野宿
「はい、これが食料だ」
俺はぶっきらぼうにフィーレに今日獲った焼いた猪肉の残りを投げた。さっきまでの自分の態度が気恥ずかしくなったからだ。
「それで村の位置はどこら辺か分かるのか」
沈黙の晩餐も味気ないと思って軽く話題を振ってみる。フィーレはいきなり話しかけられて目をまんまるにして分かりやすく驚いた。
「そ、その~全く分からなくなっちゃって」
俯きながら言うフィーレに俺は頭を抱えた。魔王城を脱出してきてから広い魔王領をやっとのことで抜け出したと思ったのにせっかくの手がかりが消失した。肩を落とさずにはいられない。
「まあ、明日二人で探すしかないか」
「えっ本当ですか、ありがとうございます。ええっと名前は」
フィーレは嬉しさ半分申し訳なさ半分の表情を浮かべていて、何だか健気で自然と頬がほころぶ。そうか名前をまだ決めていなかった。前世の名前を使おうにも違和感が生じるので、この体の主だった僧侶の名をもじってスペクルといった安直な名を告げた。
「スペクルさんは何でこんな辺境の地に来ていたのですか。身なりからして聖職者のようですけど」
勿論魔王城から出てきたなんて口が裂けても言えるわけない。しかも、今の俺は神に祈りを捧げる聖職者の正反対の背信者でもあって言い訳をするのに苦労する。

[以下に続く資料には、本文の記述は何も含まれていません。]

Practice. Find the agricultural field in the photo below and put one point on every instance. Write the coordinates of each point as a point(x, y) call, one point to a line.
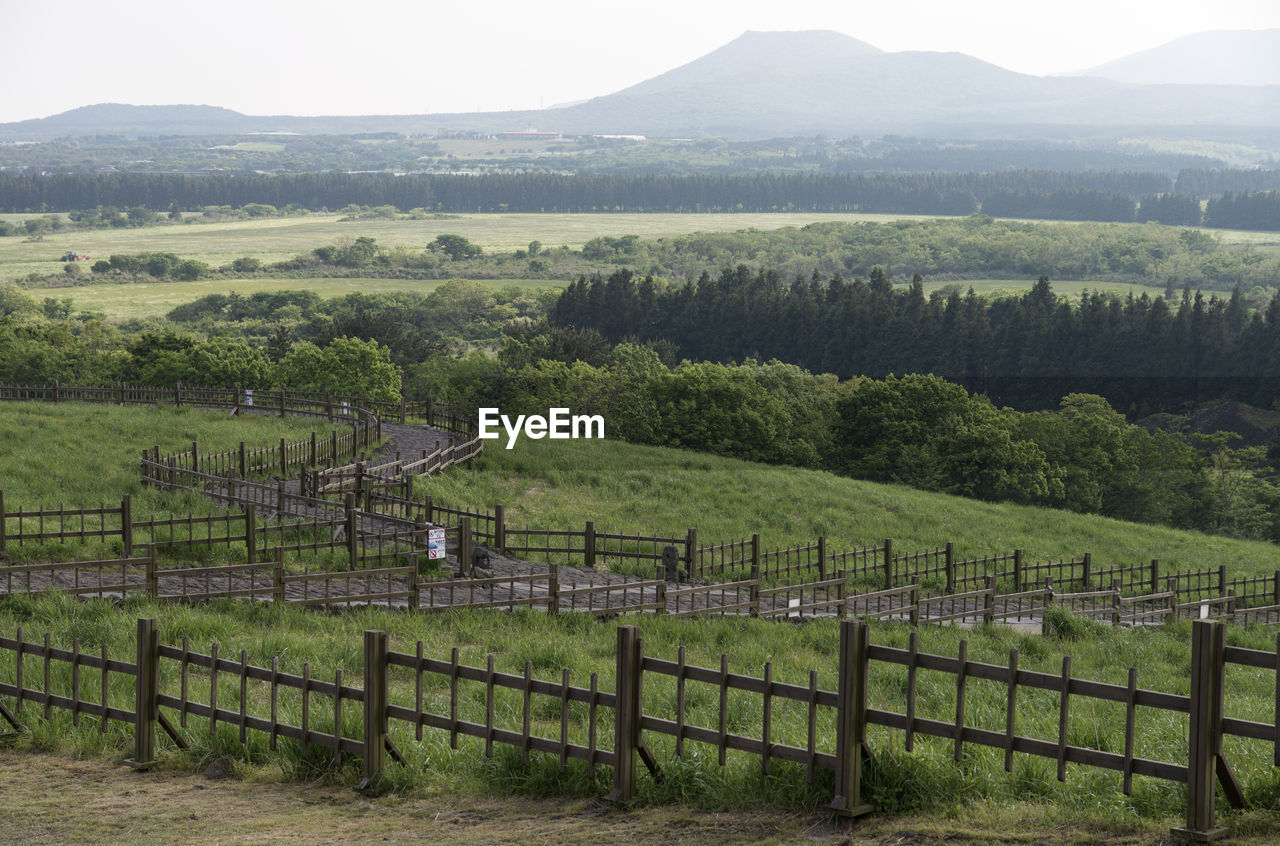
point(561, 484)
point(272, 239)
point(277, 238)
point(1069, 288)
point(87, 454)
point(155, 300)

「ただの旅人だよ。もともと僧侶をやっていたけど世界の各地を自分の目で見たくなって旅に出たんだ。今じゃほとんど魔法は使えないけどね」
「なるほど、それでもここら近辺は魔族が出現しやすくて危険なので速く去った方が良いですよ」
嘘を悪びれもせずについている自分と違って会ったばかりの他人を思いやれるフィーレを見ていると良心が傷む。
しかし、それではおかしくないだろうか。何故危険な地にわざわざ薬草を摘みに出向くのだ。こんなの自ら命を投げ出す行為に他ならない。その旨をフィーレを訊いてみた。
フィーレは少し苦い顔をして、
「私達の村では魔王軍の残党が度々出現するため行商人も立ち入るのを嫌がるんですよ」
と言った。自分の置かれた環境への恨みと己の無力を悔いているようだった。
フィーレの村はもともと魔王領の一部だったが、勇者達の健闘もあって人間が奪い取ることができたらしい。しかし、人間と魔族の幾度も戦いが二つの種族の境界線を曖昧にした。互いに干渉しないでいる均衡が崩れていざこざが絶えなくなったそうだ。
「俺は少しなら魔法は使えるから微力ながら助けになれるかもしれない」
彼女の情にほだされて、俺はそんな適当なことを言ってしまった。これは明日ミカエラに恩に着せられるに違いないが、俺の土下座の一つくらい安いものだ。
「夜も更けたし、もう寝よう。一応火があるから安全だと思うが万が一の事があったら、俺はあっちらへんで寝ているから助けをよんでくれ」
成人男性が女の子と同じ場所で寝ることは問題だと思い、提案する。今の俺は基礎魔法を昼間に一度使っただけで魔力切れだ。
「んん~、もう何寝ていたんだけど」
なぜか寝ぐせをつけて不機嫌に悪態をつくミカエラに念のためにフィーレを囲むように魔法をかけてもらうように依頼した。天使の睡眠を妨げることは忍びないが、今はいち少女の命が優先だ。幸いミカエラは早く寝たいのかすんなりと願いを聞いてくれた。俺はそのことに安心して眠りにつく。